MacArthur Center was built in 1999. Since then it has been recognized as one of the main Downtown Norfolk attractions and contributed to development of the light rail, condominiums, hotels, apartment communities, and office towers.

It has led to a rise in arts, culture, dining, entertainment, employment, and other activities. MacArthur has brought in consumers from all communities in the region. However, since retail has dramatically changed since 1999, MacArthur Center now needs to be “re-conceived.”

Retail has changed is due to the global pandemic. When COVID-19 started, online shopping became more popular. Additionally, Director of Norfolk Economic Development Authority, Sean Washington states that there has been conversations on what the future of Downtown Norfolk will entail.

According to Washington, Norfolk plans on using the Downtown Plan 2030, Norfolk’s 50-year old tradition of using physical planning as the main tool for physical development, to help decide what will be best for downtown.

The key components for the plan as of now are coastal resilience, slow traffic to improve walkability, and new development.

“We need to start to envision what the next 30 years of downtown will be for our city, and if you go backwards, it’s like the same conversation that the leadership had at that time about bringing in MacArthur mall,” Washington said.

Though MacArthur Center will have a new owner, the other downtown shopping centers will remain under their original ownership. MacArthur Center’s Regal Cinemas also has no intention to close and Washington explained that two new businesses are opening up in the mall.

Since the pandemic however, there’s been a decline in in-person shopping. Washington spoke on the potential change in need for shopping centers.
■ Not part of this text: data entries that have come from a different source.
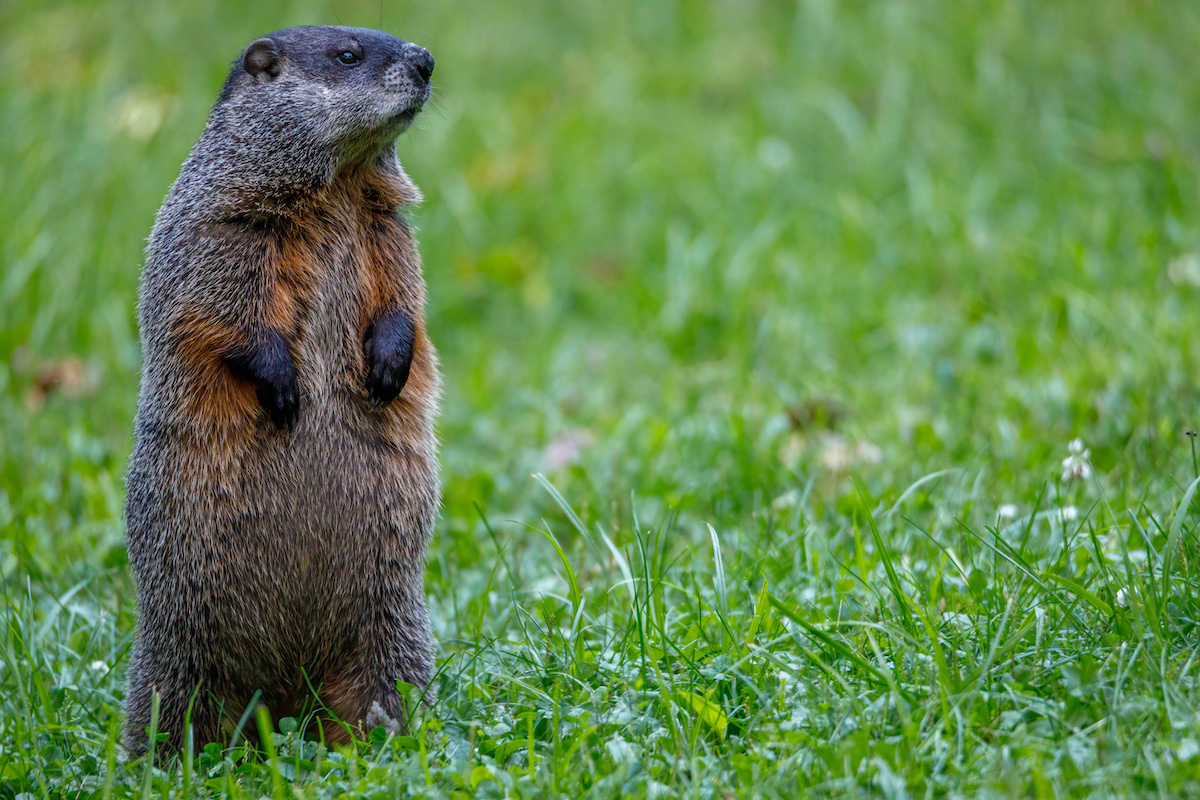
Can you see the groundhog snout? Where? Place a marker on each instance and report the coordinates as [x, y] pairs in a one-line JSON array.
[[420, 59]]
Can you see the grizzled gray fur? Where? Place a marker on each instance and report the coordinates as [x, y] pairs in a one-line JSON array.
[[283, 481]]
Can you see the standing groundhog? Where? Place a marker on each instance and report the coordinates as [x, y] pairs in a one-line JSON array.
[[283, 481]]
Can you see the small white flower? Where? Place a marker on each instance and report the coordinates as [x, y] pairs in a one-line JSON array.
[[1075, 467]]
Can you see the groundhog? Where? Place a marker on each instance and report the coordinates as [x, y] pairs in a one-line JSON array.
[[283, 482]]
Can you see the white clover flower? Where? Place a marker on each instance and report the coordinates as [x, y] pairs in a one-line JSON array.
[[1075, 467], [1068, 513]]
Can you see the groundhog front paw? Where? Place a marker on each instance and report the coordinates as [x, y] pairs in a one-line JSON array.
[[389, 353], [281, 397], [269, 365]]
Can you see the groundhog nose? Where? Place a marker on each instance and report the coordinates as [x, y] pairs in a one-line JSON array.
[[421, 61]]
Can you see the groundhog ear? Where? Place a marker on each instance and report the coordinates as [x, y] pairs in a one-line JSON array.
[[262, 58]]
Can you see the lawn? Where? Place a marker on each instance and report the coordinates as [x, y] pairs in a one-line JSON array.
[[767, 329]]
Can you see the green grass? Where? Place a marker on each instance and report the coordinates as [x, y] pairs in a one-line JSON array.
[[796, 307]]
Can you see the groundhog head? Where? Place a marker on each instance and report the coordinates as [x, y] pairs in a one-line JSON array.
[[352, 89]]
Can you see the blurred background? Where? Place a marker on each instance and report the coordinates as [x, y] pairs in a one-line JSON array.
[[681, 256]]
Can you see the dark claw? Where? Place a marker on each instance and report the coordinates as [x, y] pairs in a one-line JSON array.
[[389, 353], [269, 364]]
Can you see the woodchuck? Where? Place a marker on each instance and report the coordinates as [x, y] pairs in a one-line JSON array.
[[283, 482]]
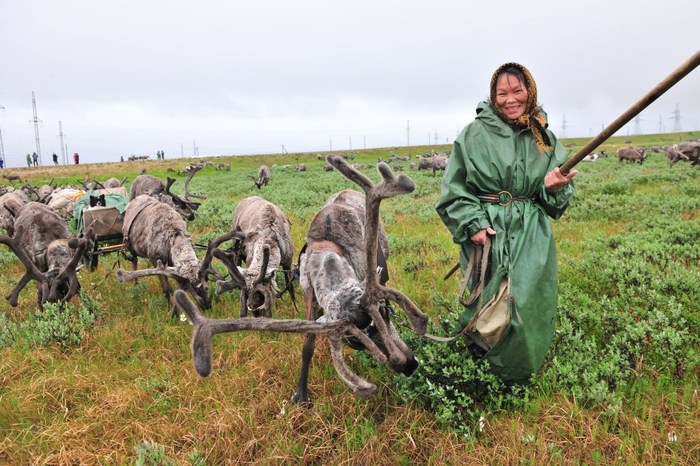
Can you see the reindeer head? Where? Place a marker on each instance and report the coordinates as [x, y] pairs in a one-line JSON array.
[[60, 281], [257, 281]]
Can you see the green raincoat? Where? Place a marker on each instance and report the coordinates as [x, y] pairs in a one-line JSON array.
[[488, 157]]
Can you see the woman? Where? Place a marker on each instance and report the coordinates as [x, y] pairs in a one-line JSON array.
[[503, 181]]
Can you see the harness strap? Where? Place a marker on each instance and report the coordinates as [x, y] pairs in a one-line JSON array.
[[480, 256]]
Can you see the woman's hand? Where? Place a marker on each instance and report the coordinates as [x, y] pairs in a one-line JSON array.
[[555, 179], [480, 236]]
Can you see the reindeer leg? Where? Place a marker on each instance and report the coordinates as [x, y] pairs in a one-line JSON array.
[[359, 386], [168, 293], [396, 356]]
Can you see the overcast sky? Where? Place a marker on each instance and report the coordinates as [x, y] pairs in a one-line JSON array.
[[232, 77]]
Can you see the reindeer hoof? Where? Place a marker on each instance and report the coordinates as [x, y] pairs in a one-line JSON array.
[[302, 398], [367, 391]]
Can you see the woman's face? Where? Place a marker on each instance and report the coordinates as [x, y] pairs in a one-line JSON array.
[[511, 96]]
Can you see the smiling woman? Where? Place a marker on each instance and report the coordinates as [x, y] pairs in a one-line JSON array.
[[500, 185]]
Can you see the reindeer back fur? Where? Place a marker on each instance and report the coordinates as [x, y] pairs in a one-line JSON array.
[[44, 235], [342, 221], [156, 231]]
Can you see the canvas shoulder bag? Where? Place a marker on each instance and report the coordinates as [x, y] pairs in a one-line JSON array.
[[492, 316]]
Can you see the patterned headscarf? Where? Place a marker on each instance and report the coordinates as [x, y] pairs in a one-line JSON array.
[[533, 118]]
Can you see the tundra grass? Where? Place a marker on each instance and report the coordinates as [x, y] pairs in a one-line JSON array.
[[128, 392]]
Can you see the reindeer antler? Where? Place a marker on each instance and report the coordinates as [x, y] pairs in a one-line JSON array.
[[214, 244], [205, 329], [160, 269], [237, 278]]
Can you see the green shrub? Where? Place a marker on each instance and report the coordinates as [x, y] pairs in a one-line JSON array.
[[458, 390], [61, 323]]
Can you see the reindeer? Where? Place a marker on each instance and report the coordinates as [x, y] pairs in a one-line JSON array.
[[10, 204], [48, 251], [264, 243], [154, 187], [631, 154], [688, 151], [263, 176], [337, 283], [156, 231]]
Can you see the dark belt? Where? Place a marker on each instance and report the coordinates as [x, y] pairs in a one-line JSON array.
[[503, 198]]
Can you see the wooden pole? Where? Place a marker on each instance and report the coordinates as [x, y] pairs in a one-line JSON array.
[[679, 73]]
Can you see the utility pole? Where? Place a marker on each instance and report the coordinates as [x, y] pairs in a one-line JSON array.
[[36, 129], [64, 155], [2, 149]]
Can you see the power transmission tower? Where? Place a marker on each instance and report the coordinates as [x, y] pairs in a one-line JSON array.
[[563, 126], [64, 155], [677, 119], [2, 149], [36, 121]]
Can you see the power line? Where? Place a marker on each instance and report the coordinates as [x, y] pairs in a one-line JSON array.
[[2, 147], [677, 119], [36, 121], [64, 155]]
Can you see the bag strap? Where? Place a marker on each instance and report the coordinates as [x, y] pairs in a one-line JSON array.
[[481, 255]]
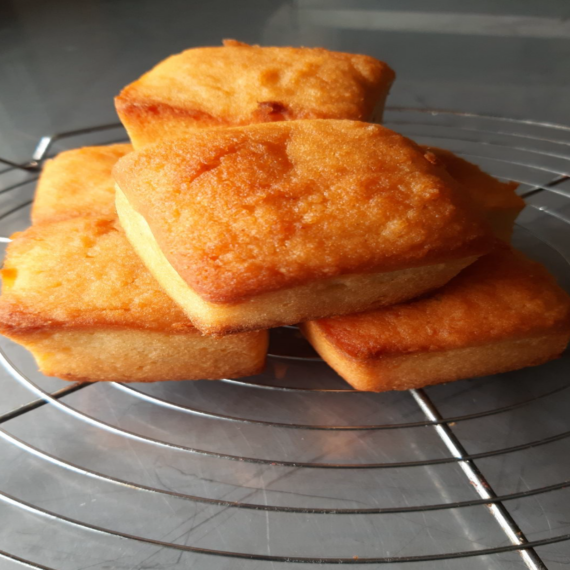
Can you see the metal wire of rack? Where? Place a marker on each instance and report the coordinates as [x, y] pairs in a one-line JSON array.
[[280, 405]]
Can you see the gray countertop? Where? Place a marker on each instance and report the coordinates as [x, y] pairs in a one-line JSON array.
[[108, 477]]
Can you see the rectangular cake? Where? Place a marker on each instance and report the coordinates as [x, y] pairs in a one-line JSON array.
[[78, 182], [76, 295], [502, 313], [238, 84], [497, 199], [272, 224]]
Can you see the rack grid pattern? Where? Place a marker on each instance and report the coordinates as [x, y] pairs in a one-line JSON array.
[[299, 420]]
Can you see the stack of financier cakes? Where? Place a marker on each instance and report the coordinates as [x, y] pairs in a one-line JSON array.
[[260, 193]]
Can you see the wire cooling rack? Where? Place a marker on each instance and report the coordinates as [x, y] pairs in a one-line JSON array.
[[292, 466]]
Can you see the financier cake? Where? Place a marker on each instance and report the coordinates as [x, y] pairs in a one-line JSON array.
[[238, 84], [271, 224], [497, 199], [76, 295], [502, 313], [78, 182]]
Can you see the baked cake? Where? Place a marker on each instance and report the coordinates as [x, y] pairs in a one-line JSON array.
[[238, 84], [497, 199], [77, 183], [271, 224], [502, 313], [77, 296]]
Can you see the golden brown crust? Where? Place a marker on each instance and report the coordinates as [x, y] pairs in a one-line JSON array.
[[240, 84], [103, 353], [502, 296], [486, 191], [419, 369], [78, 183], [80, 273], [243, 211]]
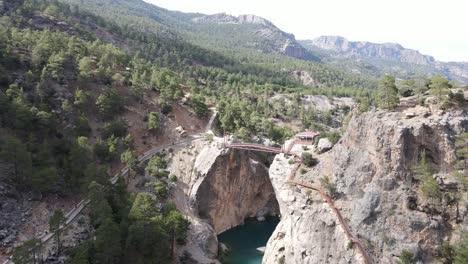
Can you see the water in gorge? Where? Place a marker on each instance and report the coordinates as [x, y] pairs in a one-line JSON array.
[[244, 240]]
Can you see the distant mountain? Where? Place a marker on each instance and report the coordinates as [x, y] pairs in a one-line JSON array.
[[387, 58], [256, 32]]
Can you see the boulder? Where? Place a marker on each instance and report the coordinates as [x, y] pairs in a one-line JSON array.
[[324, 145]]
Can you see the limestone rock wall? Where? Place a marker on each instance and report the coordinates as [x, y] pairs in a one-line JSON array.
[[217, 190], [237, 186], [370, 167]]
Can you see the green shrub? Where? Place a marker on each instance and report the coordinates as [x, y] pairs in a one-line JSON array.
[[173, 178], [308, 160], [350, 245], [406, 257], [412, 202]]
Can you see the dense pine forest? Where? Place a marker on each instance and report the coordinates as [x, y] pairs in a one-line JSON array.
[[69, 70]]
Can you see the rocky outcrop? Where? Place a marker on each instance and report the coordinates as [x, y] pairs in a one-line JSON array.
[[389, 58], [324, 145], [267, 37], [217, 190], [369, 167], [391, 51], [235, 187]]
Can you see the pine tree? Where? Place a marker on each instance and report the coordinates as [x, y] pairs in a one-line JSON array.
[[107, 244], [461, 168], [387, 93], [15, 153], [439, 87], [428, 186], [56, 220]]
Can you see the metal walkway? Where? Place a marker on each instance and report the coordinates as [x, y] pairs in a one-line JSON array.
[[323, 193]]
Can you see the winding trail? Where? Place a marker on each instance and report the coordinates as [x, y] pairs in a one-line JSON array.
[[319, 189], [71, 215]]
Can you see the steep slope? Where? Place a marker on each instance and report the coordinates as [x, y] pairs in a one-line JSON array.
[[370, 169], [254, 32], [373, 58]]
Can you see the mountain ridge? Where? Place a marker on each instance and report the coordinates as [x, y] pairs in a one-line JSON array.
[[383, 58]]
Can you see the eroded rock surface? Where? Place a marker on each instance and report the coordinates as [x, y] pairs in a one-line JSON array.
[[370, 167]]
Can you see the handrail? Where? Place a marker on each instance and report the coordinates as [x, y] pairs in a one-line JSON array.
[[324, 194]]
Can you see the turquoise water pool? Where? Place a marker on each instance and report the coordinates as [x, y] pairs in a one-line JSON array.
[[245, 239]]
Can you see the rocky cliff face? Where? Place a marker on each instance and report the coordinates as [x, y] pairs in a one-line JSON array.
[[268, 38], [391, 51], [370, 168], [236, 187], [217, 190], [389, 58]]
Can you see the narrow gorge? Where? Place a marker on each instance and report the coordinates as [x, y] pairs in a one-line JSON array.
[[369, 173]]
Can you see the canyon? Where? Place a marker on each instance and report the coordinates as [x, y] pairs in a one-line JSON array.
[[370, 167]]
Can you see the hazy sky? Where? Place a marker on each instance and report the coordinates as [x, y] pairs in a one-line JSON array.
[[434, 27]]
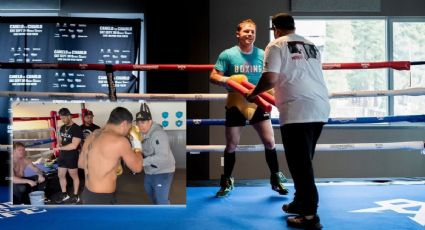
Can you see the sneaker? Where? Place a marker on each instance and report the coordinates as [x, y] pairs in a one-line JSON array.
[[74, 199], [292, 208], [227, 186], [304, 223], [276, 181], [63, 197]]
“Do we actually build or look to see if the mall can be redeveloped into some sort of residential mix,” Washington said.

Washington continued stating that a residential mix would, “bring more individuals and families to downtown and it’d actually support the shopping centers that are already here,” Washington said.

Doing this would help complete the ‘new development’ focus point of the 2030 plan.

Washington highlights that his team and other stakeholders have been doing research to see what will be best for the future of Downtown Norfolk.

“We’re really trying to figure out what is going to be the best possible mix and end game for our community at large,” Washington said.